I see an elegant katsura tree (Cercidiphyllum japonicum) against the Moffett Lab.
And I’ve been sampling ripe serviceberries (Amelanchier sp.) all weekend outside our own reunion tent, so I test a few from this big shrub growing in front of the Frist Campus Center.
And another little taste of Reunions are the spectacular Saturday night fireworks. This is what I saw from the Boathouse on Lake Carnegie – my video being the 4 minute condensation of what was at least a 15-minute show.
On our final morning in Princeton, our kind hostess (and my husband’s lovely cousin) Rachel Gray Studebaker drives me to the Princeton Graduate College, with its enclosed garden designed in 1913-14 by Beatrix Farrand. I was determined to try to get here before our flight home after reading the cover story on Farrand in her Princeton magazine.
And I am not disappointed. It is stunning….
…and blessedly empty after the reunion celebrants have departed. Though the plants have been updated since her 30-year tenure here as Consulting Landscape Architect from 1915 to the mid-1940s, the sense of formal sanctuary is still very much hers. (Here’s a reprint of an article she wrote for the Princeton Alumni Weekly.)
We return to Rachel’s house via Mercer Street past the home at #112 that Albert Einstein lived in from 1935-55, while he was at Princeton’s Institute for Advanced Studies. Now owned by the institute, it is not open to the public (since it houses various academics employed by the Institute) but it is on the Historic Register of Princeton.

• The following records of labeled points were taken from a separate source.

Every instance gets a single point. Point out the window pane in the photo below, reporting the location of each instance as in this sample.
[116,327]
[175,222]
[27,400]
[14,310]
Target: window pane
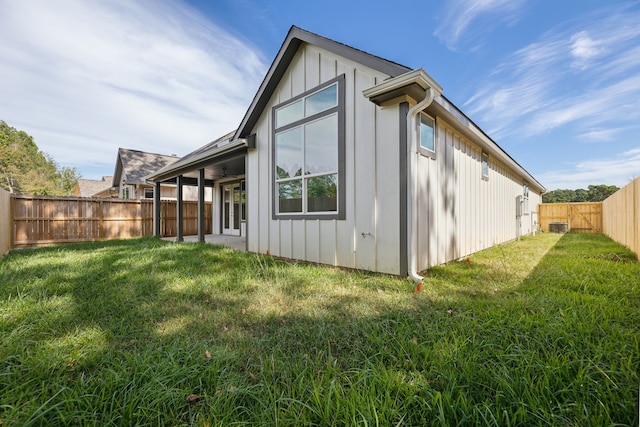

While preparing to pack and head back to Toronto, I pass the ‘Lucerna’ begonia in Rachel’s kitchen that is fondly referred to as “Einstein’s begonia”. Cuttings of it have been passed from hand to hand in Princeton since he grew it himself in the house on Mercer Street and our cousin, who worked as assistant to the Director of the Institute for Advanced Study for many years, is the proud recipient of this one.
And another lovely Princeton reunion, replete with trees, gardens and famous begonias, comes to an end.